Question

below are the jersey numbers of 11 players randomly selected from a football team. find the range, variance, and standard deviation for the given sample data. what do the results tell us? 64 81 1 56 89 66 38 49 15 57 8
range = □ (round to one decimal place as needed.)
sample standard deviation = □ (round to one decimal place as needed.)
sample variance = □ (round to one decimal place as needed.)
what do the results tell us?
a. jersey numbers on a football team vary much more than expected.
b. jersey numbers are nominal data that are just replacements for names, so the resulting statistics are meaningless.
c. the sample standard deviation is too large in comparison to the range.
d. jersey numbers on a football team do not vary as much as expected.

Explanation:

Step1: Find the range

The range is the difference between the maximum and minimum values. The data set is \(64,81,1,56,89,66,38,49,15,57,8\). The maximum value is \(89\) and the minimum value is \(1\).
\[Range = 89 - 1=88\]

Step2: Calculate the mean

The mean \(\bar{x}=\frac{\sum_{i = 1}^{n}x_{i}}{n}\), where \(n = 11\) and \(x_{i}\) are the data - points. \(\sum_{i=1}^{11}x_{i}=64 + 81+1+56+89+66+38+49+15+57+8=524\). So, \(\bar{x}=\frac{524}{11}\approx47.6\)
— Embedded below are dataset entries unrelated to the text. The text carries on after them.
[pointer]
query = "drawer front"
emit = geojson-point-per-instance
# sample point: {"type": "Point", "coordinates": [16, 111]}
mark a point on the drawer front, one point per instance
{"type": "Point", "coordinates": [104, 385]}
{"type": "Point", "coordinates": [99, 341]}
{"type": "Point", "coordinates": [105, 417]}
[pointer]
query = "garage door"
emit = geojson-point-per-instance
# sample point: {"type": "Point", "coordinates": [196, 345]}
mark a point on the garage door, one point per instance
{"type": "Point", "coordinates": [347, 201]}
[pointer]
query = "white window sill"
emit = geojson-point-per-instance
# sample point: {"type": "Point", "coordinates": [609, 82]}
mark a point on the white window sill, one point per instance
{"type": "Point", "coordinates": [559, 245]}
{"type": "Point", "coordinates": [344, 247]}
Step3: Calculate the squared - differences

For each data - point \(x_{i}\), calculate \((x_{i}-\bar{x})^{2}\). For example, for \(x_1 = 64\), \((64 - 47.6)^{2}=(16.4)^{2}=268.96\). Do this for all \(11\) data - points and sum them up. \(\sum_{i = 1}^{11}(x_{i}-\bar{x})^{2}=(64 - 47.6)^{2}+(81 - 47.6)^{2}+(1 - 47.6)^{2}+(56 - 47.6)^{2}+(89 - 47.6)^{2}+(66 - 47.6)^{2}+(38 - 47.6)^{2}+(49 - 47.6)^{2}+(15 - 47.6)^{2}+(57 - 47.6)^{2}+(8 - 47.6)^{2}\)
\(=268.96+1115.56+2171.56+70.56+1713.96+338.56+92.16+1.96+1062.76+88.36+1568.16 = 8492.4\)

Step4: Calculate the sample variance

The sample variance \(s^{2}=\frac{\sum_{i = 1}^{n}(x_{i}-\bar{x})^{2}}{n - 1}\). Here, \(n = 11\), so \(s^{2}=\frac{8492.4}{11 - 1}=\frac{8492.4}{10}=849.2\)

Step5: Calculate the sample standard deviation

The sample standard deviation \(s=\sqrt{s^{2}}\). So, \(s=\sqrt{849.2}\approx29.1\)

The results tell us about the spread of the jersey numbers. Jersey numbers are nominal data (they are just labels for players), and calculating variance and standard - deviation for nominal data is not very meaningful as these statistics are more appropriate for numerical data where the values have a numerical relationship. So the answer to "What do the results tell us?" is that jersey numbers are nominal data that are just replacements for names, so the resulting statistics are meaningless.

Answer:

Range = 88
Sample variance = 849.2
Sample standard deviation = 29.1
What do the results tell us? B. Jersey numbers are nominal data that are just replacements for names, so the resulting statistics are meaningless.